The prognosis of advanced urological cancers (AUC) remains unfavorable, and few data are available regarding precision medicine.
the PERMED-01 prospective clinical trial assessed the impact of molecular profiling in adults with refractory advanced solid cancer, in terms of number of patients with tumor actionable genetic alterations (AGA), feasibility, description of molecular alterations, treatment, and clinical outcome. We present here those results in the 64 patients enrolled with AUC. DNA extracted from a new tumor biopsy was profiled in real-time (targeted NGS, whole-genome array-comparative genomic hybridization), and the results were discussed during a weekly molecular tumor board meeting.
a complete molecular profile was obtained in 49 patients (77%). Thirty-eight (59%) had at least one AGA. Twelve (19%) received a matched therapy on progression, of which 42% had a PFS2/PFS1 ratio ≥ 1.3 versus 5% in the "non-matched therapy group" ( = 25). The objective response and disease control rates were higher in the "matched therapy group" (33% and 58%, respectively) than in the "non-matched therapy group" (13% and 22%), as was the 6-month OS (75% vs. 42%).
the profiling of a newly biopsied tumor sample identified AGA in 59% of patients with AUC, led to "matched therapy" in 19%, and provided clinical benefit in 8%.
晚期泌尿系统癌症(AUC)的预后仍然不容乐观,关于精准医学的可用数据很少。
PERMED - 01前瞻性临床试验评估了分子谱分析对难治性晚期实体癌成人患者的影响,涉及具有肿瘤可操作基因改变(AGA)的患者数量、可行性、分子改变的描述、治疗及临床结果。我们在此展示纳入AUC的64例患者的结果。从新的肿瘤活检样本中提取的DNA进行实时分析(靶向二代测序、全基因组阵列比较基因组杂交),并在每周的分子肿瘤学委员会会议上讨论结果。
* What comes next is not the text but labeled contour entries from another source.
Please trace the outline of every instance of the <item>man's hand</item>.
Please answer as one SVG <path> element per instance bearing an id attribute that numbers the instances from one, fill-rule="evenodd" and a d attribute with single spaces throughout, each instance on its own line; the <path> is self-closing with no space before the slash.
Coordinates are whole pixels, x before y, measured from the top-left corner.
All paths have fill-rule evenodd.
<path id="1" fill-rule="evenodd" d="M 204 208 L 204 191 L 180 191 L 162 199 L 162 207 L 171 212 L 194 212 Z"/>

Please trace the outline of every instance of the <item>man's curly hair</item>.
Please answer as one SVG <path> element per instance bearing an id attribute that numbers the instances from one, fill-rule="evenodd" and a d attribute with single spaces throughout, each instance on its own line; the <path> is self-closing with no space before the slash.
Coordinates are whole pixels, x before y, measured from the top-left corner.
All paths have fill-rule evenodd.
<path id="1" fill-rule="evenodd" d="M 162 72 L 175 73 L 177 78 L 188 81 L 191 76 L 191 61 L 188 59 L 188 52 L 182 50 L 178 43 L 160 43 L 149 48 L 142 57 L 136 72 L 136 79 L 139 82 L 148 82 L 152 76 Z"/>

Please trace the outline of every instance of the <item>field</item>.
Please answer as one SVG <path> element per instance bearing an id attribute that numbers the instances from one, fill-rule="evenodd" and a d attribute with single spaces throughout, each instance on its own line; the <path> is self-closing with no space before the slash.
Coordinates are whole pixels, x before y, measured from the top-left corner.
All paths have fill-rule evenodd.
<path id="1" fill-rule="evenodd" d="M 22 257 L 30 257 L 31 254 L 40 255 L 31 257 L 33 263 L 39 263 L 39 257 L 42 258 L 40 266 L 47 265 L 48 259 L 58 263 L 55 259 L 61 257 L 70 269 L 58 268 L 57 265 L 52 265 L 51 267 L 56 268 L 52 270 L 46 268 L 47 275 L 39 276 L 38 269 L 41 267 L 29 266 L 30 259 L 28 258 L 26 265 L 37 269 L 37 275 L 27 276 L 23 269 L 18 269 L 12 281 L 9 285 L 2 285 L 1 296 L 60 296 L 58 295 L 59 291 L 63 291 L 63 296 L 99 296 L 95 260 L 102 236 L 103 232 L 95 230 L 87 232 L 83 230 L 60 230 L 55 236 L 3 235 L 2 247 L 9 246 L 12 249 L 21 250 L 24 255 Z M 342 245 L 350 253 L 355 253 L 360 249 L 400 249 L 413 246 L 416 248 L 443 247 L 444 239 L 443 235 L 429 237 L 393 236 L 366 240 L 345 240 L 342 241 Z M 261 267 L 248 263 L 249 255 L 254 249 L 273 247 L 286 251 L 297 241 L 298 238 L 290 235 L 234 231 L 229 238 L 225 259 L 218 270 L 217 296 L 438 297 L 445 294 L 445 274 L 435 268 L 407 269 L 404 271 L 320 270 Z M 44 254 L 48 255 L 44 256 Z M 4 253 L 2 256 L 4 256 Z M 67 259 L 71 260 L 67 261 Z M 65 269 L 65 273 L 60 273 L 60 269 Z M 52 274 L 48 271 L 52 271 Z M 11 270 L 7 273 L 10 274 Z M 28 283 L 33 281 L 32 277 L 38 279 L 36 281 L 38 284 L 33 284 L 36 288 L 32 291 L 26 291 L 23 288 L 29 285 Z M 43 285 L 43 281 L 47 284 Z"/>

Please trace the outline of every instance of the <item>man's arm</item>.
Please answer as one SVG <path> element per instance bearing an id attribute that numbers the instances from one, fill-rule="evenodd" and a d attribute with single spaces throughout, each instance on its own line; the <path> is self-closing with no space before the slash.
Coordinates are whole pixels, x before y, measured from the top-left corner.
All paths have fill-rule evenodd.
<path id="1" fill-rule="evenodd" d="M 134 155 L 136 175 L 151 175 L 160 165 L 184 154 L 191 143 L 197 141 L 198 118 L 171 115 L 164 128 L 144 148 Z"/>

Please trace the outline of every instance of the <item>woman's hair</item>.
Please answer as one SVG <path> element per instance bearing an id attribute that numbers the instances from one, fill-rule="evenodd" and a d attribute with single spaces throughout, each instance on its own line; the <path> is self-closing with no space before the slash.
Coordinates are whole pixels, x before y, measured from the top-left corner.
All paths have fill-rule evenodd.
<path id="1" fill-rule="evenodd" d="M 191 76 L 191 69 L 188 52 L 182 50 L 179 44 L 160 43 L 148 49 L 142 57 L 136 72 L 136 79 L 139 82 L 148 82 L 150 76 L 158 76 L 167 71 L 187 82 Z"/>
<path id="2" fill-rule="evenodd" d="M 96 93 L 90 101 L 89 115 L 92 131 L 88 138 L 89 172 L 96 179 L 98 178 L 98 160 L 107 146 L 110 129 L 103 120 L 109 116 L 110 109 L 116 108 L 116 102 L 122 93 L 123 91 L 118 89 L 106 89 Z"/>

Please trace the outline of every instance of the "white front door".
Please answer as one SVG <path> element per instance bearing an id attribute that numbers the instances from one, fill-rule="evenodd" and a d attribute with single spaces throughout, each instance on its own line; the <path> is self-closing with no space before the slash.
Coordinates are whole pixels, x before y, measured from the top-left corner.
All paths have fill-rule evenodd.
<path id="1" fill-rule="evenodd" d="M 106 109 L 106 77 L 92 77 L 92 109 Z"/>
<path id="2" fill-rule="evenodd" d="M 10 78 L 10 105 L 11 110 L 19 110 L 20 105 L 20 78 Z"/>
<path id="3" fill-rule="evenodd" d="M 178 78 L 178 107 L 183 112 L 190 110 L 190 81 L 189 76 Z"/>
49例患者(77%)获得了完整的分子谱。38例(59%)至少有一个AGA。12例(19%)在疾病进展时接受了匹配治疗,其中42%的患者PFS2/PFS1比值≥1.3,而“非匹配治疗组”这一比例为5%(n = 25)。“匹配治疗组”的客观缓解率和疾病控制率更高(分别为33%和58%),高于“非匹配治疗组”(13%和22%),6个月总生存率也是如此(75%对42%)。
对新活检的肿瘤样本进行分析,在59%的AUC患者中鉴定出AGA,19%的患者接受了“匹配治疗”,8%的患者获得了临床获益。